Bottom line: if your AI agent can call internal tools, it should not also be able to read the credential that authorizes those tools. That is the security lesson behind the current Claude Managed Agents, MCP tunnels, Cloudflare sandbox, and MCP security debate.
This is not a theoretical architecture argument. On May 19, 2026, Claude announced self-hosted sandboxes and MCP tunnels for Claude Managed Agents. The important detail is direct: self-hosted sandboxes are in public beta, MCP tunnels are in research preview, and the agent loop can stay on Claude while tool execution and private MCP access move inside infrastructure the customer controls.
That landed at exactly the moment security teams are getting nervous about autonomous agents. A recent TechRadar Pro column framed agents as active actors moving through business systems, not passive chatbots. On Reddit, the highest-signal developer discussion around the Claude update centered on a sharper point: the useful security property is not simply “sandboxed.” It is that the agent never holds the credential.
This article is for teams that are already using Claude Code, Codex, Gemini CLI, Cursor, internal copilots, MCP servers, Zapier-style actions, browser agents, or long-running workflow agents. If an agent can read, write, call APIs, submit forms, push code, update CRM records, or touch customer data, treat it like a new employee with automation speed and no common sense.
The short answer
- Do not give agents raw long-lived secrets. Put credentials behind a gateway, vault, proxy, or scoped server that the agent can call but cannot inspect.
- Separate the brain from the hands. The model can decide what to do, but tool execution should happen in a controlled runtime with egress rules, logging, and resource limits.
- Split read-only and write-capable tools. Most agent tasks do not need write access. Default to read-only until a workflow proves it needs mutation.
- Log every tool call. A useful audit record includes agent ID, user, tool name, arguments, redacted payload fields, approval state, result type, and downstream system response.
- Do not connect random MCP servers. MCP is powerful because it standardizes access. That also standardizes the blast radius when a server is malicious or misconfigured.

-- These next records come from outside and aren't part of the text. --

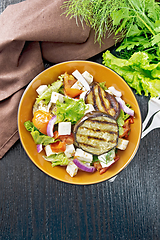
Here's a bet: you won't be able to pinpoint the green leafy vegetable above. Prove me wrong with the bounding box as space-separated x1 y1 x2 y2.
55 97 86 124
36 78 63 104
24 121 55 146
62 0 160 62
103 50 160 97
43 153 69 167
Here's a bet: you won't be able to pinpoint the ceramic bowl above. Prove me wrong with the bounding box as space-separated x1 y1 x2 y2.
18 61 142 185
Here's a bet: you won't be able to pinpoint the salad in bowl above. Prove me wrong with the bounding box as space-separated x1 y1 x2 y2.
18 61 141 184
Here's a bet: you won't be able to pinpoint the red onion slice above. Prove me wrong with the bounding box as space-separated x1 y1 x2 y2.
47 115 57 137
73 158 96 172
37 144 43 153
116 97 134 116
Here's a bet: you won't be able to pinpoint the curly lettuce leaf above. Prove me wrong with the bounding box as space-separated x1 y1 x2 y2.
36 78 63 104
103 50 160 97
24 121 55 146
43 153 69 167
55 97 86 124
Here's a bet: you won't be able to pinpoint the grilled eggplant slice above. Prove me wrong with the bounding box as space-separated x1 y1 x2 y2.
85 83 120 119
73 111 119 155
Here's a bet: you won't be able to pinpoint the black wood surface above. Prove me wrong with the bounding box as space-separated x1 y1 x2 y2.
0 0 160 240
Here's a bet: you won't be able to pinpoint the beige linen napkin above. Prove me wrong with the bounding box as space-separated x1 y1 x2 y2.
0 0 117 158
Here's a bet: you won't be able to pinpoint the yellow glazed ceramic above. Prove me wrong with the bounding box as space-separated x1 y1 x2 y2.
18 61 141 185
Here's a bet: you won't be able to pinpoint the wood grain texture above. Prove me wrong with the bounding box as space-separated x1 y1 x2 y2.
0 0 160 240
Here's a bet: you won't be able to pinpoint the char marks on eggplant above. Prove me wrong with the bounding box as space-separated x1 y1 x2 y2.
73 111 118 155
85 83 120 119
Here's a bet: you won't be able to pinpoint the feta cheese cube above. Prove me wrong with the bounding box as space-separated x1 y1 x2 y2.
58 122 71 135
50 92 64 103
72 70 90 91
66 161 78 177
85 103 95 114
75 148 93 163
64 144 75 158
36 85 48 95
44 145 56 157
82 71 93 84
117 138 129 150
71 81 83 90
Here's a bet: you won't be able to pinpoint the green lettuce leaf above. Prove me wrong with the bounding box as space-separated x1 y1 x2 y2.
24 121 55 146
55 97 86 124
103 50 160 97
43 153 69 167
36 78 63 104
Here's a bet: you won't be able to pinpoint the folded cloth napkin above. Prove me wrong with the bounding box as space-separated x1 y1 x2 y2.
0 0 117 158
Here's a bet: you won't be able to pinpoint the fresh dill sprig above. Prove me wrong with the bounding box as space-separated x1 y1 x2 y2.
62 0 160 61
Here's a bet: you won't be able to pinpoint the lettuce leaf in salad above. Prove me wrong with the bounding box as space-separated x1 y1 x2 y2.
36 76 63 105
43 153 69 167
24 121 55 146
54 97 87 124
117 109 130 135
103 50 160 98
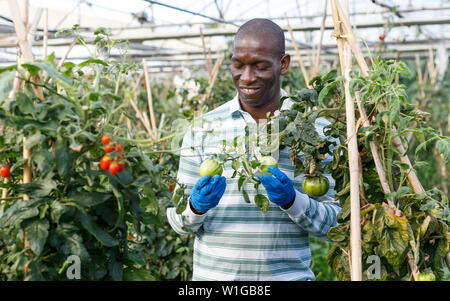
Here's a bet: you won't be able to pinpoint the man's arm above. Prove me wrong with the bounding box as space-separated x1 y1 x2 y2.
166 131 205 235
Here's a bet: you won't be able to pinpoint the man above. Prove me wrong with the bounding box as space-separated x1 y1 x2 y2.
167 19 340 281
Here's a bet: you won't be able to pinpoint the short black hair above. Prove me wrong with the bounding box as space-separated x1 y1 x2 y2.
234 18 285 57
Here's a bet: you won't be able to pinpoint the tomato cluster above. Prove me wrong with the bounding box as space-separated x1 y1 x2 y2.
0 165 11 178
100 135 125 175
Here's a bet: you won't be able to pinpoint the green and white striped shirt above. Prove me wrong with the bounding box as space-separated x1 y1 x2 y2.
167 90 341 281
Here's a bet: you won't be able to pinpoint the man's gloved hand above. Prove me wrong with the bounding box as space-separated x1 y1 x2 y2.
258 166 295 206
191 175 226 213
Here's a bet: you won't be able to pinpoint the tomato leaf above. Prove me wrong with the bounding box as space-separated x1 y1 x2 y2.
79 211 119 247
25 219 50 256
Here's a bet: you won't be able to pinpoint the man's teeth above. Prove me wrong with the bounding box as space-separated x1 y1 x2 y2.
242 88 258 94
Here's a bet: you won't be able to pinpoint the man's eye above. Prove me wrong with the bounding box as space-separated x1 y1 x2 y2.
256 65 267 70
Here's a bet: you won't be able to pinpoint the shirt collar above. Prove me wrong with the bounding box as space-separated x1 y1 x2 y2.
230 89 292 117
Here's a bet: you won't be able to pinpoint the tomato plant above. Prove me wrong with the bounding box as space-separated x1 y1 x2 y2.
259 156 278 171
302 176 330 197
0 165 11 178
199 159 223 177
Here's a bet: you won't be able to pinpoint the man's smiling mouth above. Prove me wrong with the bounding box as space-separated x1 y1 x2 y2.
240 87 260 96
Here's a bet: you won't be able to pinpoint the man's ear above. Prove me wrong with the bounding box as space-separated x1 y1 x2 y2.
280 54 291 75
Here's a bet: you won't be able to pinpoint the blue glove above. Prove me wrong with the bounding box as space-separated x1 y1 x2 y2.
258 166 295 206
191 175 226 213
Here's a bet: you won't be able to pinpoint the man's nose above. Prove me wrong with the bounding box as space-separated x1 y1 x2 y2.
241 66 256 83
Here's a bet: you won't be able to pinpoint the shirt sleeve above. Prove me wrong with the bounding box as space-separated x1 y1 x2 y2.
282 182 341 240
166 127 205 235
284 118 342 241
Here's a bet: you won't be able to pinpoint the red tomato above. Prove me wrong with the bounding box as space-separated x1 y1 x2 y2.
0 165 11 178
108 162 120 175
100 155 112 170
103 144 114 153
101 135 109 144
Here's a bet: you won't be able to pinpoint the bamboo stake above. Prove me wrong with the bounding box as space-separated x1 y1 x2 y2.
8 0 44 200
27 8 43 39
8 0 33 60
313 0 328 77
336 0 425 194
200 28 212 81
355 91 396 209
201 54 225 104
57 38 78 68
42 8 48 60
142 59 157 139
158 113 166 139
286 15 311 88
331 0 362 281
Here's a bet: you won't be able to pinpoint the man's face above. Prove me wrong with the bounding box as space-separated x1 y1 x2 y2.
231 36 289 107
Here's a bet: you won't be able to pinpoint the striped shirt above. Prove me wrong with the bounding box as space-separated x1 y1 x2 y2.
167 90 341 281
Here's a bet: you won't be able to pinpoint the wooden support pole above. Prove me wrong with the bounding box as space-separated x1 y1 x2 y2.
286 15 311 88
142 59 157 140
201 54 225 105
42 8 48 60
200 28 212 81
331 0 362 281
313 0 328 77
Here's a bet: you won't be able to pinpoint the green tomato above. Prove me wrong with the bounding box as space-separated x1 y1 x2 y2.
259 156 278 171
417 272 436 281
302 176 330 197
200 159 223 178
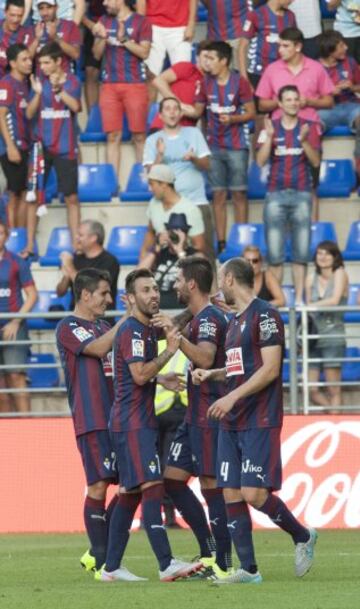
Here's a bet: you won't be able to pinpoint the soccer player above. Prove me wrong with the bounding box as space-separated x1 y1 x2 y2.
164 256 231 578
95 269 200 582
195 42 255 252
193 258 317 585
256 85 321 303
56 268 129 569
26 42 81 249
0 43 32 233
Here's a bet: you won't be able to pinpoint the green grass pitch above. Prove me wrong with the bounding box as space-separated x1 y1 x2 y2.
0 530 360 609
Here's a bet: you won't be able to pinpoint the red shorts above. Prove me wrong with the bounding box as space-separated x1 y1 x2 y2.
99 83 149 133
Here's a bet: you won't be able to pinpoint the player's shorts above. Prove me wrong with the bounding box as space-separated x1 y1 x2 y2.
217 427 282 490
167 423 219 478
44 150 78 197
110 429 162 491
76 430 118 486
0 150 29 194
99 83 149 133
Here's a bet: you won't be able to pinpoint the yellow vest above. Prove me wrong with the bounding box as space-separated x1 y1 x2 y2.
155 340 189 415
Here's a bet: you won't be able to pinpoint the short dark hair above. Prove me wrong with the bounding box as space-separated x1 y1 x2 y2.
125 269 154 294
74 268 111 302
314 241 344 275
207 40 232 66
38 41 63 61
224 257 254 288
177 255 214 294
278 85 300 101
318 30 345 59
159 96 181 112
5 0 25 11
279 27 304 45
6 42 28 63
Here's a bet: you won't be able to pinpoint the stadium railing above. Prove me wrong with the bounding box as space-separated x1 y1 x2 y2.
0 305 360 417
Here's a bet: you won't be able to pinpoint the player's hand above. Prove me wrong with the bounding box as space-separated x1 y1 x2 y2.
2 319 20 340
207 395 234 421
191 368 211 385
157 372 186 393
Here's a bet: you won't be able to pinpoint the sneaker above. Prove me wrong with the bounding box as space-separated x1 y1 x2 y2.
80 550 96 571
295 529 318 577
94 567 149 582
211 569 262 586
159 558 202 582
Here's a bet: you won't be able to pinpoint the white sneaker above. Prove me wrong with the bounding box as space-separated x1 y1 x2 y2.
95 567 148 582
159 558 202 582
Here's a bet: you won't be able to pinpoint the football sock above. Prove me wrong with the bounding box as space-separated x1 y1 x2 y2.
84 497 108 569
201 488 232 571
258 494 309 543
226 501 257 573
141 484 172 571
164 478 216 557
105 493 141 572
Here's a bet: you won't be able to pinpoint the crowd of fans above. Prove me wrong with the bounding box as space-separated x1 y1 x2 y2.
0 0 360 409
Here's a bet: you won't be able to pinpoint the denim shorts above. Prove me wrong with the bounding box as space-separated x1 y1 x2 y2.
264 188 312 266
209 148 249 191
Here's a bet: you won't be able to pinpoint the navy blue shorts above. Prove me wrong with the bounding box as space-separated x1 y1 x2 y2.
167 423 219 478
111 429 162 490
216 427 282 490
76 430 118 485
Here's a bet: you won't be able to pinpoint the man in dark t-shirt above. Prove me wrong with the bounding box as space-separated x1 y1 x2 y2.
56 220 120 309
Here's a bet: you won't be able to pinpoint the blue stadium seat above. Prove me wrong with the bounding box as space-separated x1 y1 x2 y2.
219 224 266 262
40 226 72 266
343 222 360 260
5 227 39 258
248 161 269 199
344 283 360 323
310 222 337 256
107 226 147 264
27 290 71 330
26 353 60 389
79 163 118 203
120 163 153 202
317 159 356 198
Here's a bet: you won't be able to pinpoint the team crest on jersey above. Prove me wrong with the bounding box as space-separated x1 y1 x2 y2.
72 326 92 343
131 338 144 357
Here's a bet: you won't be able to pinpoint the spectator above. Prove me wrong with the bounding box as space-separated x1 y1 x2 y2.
93 0 152 175
136 0 198 76
0 222 37 412
319 30 360 176
34 0 81 72
0 0 37 78
291 0 322 59
242 245 286 307
143 97 215 262
194 42 255 252
82 0 106 113
150 40 209 131
306 241 349 414
0 43 32 235
140 164 205 262
139 213 198 309
239 0 296 88
256 84 320 303
26 42 81 249
326 0 360 63
56 220 120 314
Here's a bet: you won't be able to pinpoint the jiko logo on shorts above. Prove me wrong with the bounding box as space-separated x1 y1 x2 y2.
252 417 360 528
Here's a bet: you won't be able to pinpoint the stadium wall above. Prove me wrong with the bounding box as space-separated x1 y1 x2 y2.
0 415 360 533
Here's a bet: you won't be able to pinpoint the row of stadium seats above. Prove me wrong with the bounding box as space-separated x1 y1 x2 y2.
6 221 360 266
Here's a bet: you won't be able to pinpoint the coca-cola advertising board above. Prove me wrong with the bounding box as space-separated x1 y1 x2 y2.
0 415 360 533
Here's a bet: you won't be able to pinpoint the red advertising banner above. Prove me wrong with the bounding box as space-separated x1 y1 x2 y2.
0 415 360 533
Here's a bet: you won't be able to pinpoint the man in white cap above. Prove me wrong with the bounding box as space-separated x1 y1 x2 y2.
140 164 205 262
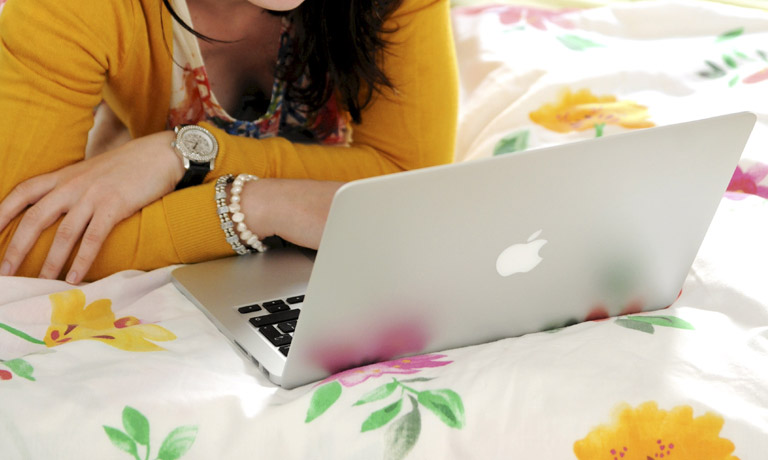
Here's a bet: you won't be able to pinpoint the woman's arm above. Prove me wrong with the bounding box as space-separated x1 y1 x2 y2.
0 0 456 281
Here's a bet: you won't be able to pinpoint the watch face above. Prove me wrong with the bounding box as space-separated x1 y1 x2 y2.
176 125 218 163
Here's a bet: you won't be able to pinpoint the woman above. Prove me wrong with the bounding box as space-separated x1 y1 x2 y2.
0 0 457 284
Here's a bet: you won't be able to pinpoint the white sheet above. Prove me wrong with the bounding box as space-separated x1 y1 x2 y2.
0 1 768 459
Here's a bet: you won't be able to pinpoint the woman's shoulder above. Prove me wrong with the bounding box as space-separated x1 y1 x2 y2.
392 0 450 17
0 0 145 41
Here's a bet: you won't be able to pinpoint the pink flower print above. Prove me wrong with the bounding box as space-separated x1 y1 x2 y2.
320 355 453 387
454 5 577 30
499 6 575 30
726 163 768 200
744 67 768 83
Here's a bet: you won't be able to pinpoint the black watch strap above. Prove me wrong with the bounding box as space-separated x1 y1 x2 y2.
176 161 211 190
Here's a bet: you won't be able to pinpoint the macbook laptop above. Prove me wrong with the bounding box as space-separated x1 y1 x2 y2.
173 113 755 388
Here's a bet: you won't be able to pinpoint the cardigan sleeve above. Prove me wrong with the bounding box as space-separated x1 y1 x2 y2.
0 0 183 279
0 0 458 280
164 0 458 262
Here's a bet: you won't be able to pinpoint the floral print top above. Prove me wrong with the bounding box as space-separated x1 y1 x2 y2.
168 0 352 145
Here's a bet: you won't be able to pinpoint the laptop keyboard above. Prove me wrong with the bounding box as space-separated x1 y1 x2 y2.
237 295 304 356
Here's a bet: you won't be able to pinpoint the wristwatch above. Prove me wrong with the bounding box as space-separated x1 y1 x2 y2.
171 125 219 190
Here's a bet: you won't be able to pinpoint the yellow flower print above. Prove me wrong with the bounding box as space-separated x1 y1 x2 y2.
44 289 176 351
573 401 738 460
529 89 655 137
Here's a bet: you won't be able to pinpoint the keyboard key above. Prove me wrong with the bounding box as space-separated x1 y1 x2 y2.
277 321 296 334
261 300 289 313
248 310 301 327
259 326 291 347
237 304 261 314
285 295 304 305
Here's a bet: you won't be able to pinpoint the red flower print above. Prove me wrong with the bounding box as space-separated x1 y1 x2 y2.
726 163 768 200
321 355 453 387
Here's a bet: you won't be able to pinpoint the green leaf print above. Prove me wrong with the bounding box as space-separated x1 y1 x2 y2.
353 382 400 406
616 316 694 334
104 425 139 460
360 399 403 433
157 426 197 460
419 390 464 428
0 323 45 345
493 130 529 156
103 406 197 460
627 316 693 330
123 406 149 446
723 54 739 69
616 318 656 334
557 35 603 51
384 396 421 460
716 27 744 42
304 380 341 423
3 358 35 382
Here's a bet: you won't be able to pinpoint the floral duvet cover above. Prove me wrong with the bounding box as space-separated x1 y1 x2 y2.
0 0 768 460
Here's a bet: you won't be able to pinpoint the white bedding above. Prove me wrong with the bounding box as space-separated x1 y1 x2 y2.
0 0 768 460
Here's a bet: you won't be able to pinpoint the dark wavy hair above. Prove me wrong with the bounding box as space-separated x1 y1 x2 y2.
163 0 402 123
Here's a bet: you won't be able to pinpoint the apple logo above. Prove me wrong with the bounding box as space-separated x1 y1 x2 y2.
496 230 547 276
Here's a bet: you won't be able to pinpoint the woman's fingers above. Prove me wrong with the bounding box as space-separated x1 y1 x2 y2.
39 206 93 279
0 174 56 231
0 188 73 276
66 212 115 284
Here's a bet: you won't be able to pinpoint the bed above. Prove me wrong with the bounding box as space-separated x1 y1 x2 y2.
0 0 768 460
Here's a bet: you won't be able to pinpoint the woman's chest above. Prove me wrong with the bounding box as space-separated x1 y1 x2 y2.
198 9 282 119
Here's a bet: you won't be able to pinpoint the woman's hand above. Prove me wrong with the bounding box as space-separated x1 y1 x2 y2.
0 131 184 284
240 179 344 249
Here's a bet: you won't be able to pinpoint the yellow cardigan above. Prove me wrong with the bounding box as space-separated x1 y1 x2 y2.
0 0 458 280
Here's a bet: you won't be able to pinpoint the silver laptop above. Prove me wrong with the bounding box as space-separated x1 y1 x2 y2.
173 113 756 388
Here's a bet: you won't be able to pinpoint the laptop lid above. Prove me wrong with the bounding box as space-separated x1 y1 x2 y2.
280 113 756 387
173 113 756 388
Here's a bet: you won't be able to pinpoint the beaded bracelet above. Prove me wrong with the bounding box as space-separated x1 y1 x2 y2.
229 174 267 252
214 174 251 256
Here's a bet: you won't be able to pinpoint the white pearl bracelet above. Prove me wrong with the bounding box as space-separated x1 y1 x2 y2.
229 174 267 252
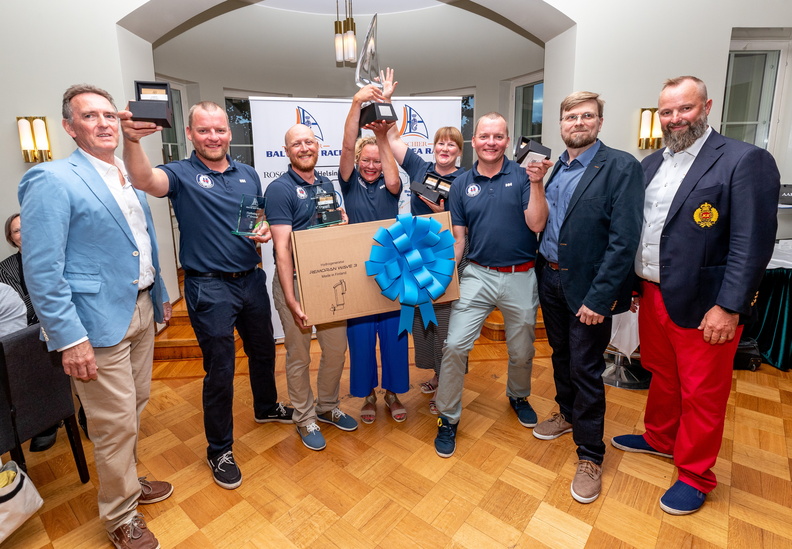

Why this became urgent in May 2026
The last wave of AI security was about data typed into chatbots. The current wave is about agents that can act. That changes the threat model. A prompt leak is bad. A prompt leak plus tool access is worse. A prompt leak plus file access, browser automation, GitHub tokens, Slack write access, database credentials, and internal APIs is a production incident waiting to happen.
Claude’s May 19 update matters because it normalizes a split architecture for agent work. According to Claude’s post, the agent loop handles orchestration, context management, and error recovery, while tool execution can run in the customer’s configured environment. MCP tunnels let agents reach private MCP servers without exposing those servers publicly. A lightweight gateway opens an outbound connection, so the private service does not need inbound firewall rules or a public endpoint.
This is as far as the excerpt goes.